2019年10月10日 午後0時から 米子市内のホテル、午後5時30分から 鳥取県弁護士会館

鳥取県は東西に長いです。西の中心、米子市で昼食をとりながら意見交換、その後、自動車で移動し、夕方に鳥取市の弁護士会館で意見交換をさせていただきました。いただいた意見の概要は以下のとおりです。

・これから日本の人口は減り続けるが、鳥取県の人口減少は全国に比べても早い。この減少スピードが怖い。新規に弁護士を採用し、複数弁護士の事務所を経営しているが、新規採用は、仕事がたくさんあるからではない。弁護士1人あたりの経費負担を軽くするため。将来も弁護士を続けていけるのだろうかと不安。ネット情報氾濫のなか、顧問先を維持できるのかとも思う。ブラック事務所問題が言われているが、たぶんボス弁も稼げていないということも原因ではないかと思う。

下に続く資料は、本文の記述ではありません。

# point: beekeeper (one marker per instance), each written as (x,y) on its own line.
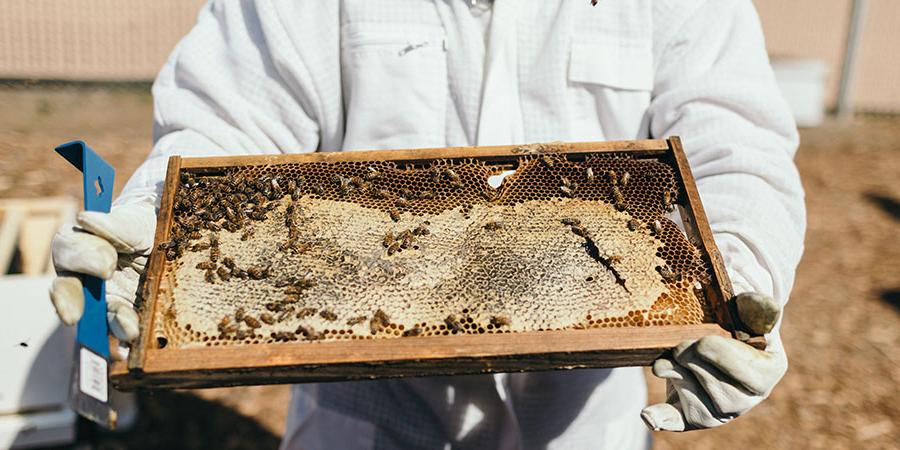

・鳥取の普通の弁護士の法テラス依存度は5~7割くらいだと思う。事務員がいない1人事務所も増えている。

・司法試験受験者数が10分の1になった。法曹志願者激減が大問題。

・弁護士のお金もプライドも失われた。

・弁連大会で「若手カンファレンス」をやっても、日弁連の偉い方々は「そっか」と聞くだけで、日弁連が変わることはないのだろうと思う。こんな企画に金と労力をかけ、若手をつきあわせないでほしい。

・弁護士になって5年、10年と過ぎてもキャリアアップできない状況。誇りを持てない。事務員もいない1人事務所。「なんで自分なんかを司法試験に受からせたのか」と思ってしまう。国選弁護や扶助を担わせる労働力がほしかっただけではないのか。

・島根大学の法科大学院は募集を停止し、日本海側では金沢にしか法科大学院がない。この状態だと、一人暮らしをしてその分さらにお金をかけてまで法曹を目指すのは難しい。それでも法曹を目指すとすれば、予備試験での突破を狙うしかないと思う。

・法科大学院については、行きたい人は行けば良いと思うが、必須の制度ではないと思う。とくに研究者教授の授業は、役に立たないものが多い。実際、実務でもほとんど役に立たない。卒業して司法試験受験資格取るためだけに通ったのが法科大学院。これを存続させる金があるなら、谷間世代にまわしてほしい。

・法科大学院ではみんな内職をしていた。試験に受からなければ意味がないので。法科大学院で学んだことは実務には役に立っていない。入学前から基礎的な知識があれば、法科大学院教育にも意味があると思うが、ゼロからスタートするというのでは厳しい。法学部3年+法科大学院2年という改革もするようだが、それでは詰め込み教育になるだけ。

・鳥取会は、不公平是正のため、谷間世代の会員弁護士に対し、毎月1万円を10年間、合計120万円を給付している。感謝している。鳥取会に対する忠誠心が向上した。

・都会から来る弁護士は、ややこしい事件、安い事件はやらない。そういう事件が地元弁護士に残される。

・鳥取会には鳥取修習を経験して弁護士として定着する人が多いが、田舎は面白くないといって都会に帰る司法修習生もいた。理由はわからないが、都会志向の修習生は多い。いま修習生は6人(最多時8人)。鳥取会では年に1.5人入会がないと会員数が維持できない。会員が減ってしまうと会務が維持できない。鳥取会の会員数は、ピーク時70人、いま65人。これ以上会員が減ると会務の負担が重くなる。

・年間所得750万円を保障しているのに、公設事務所の応募も最近少ない。神戸で独立する弁護士もいる。仕事は鳥取のほうが面白いが、生活は都会が良い、ということのようだ。都会志向の弁護士も多い。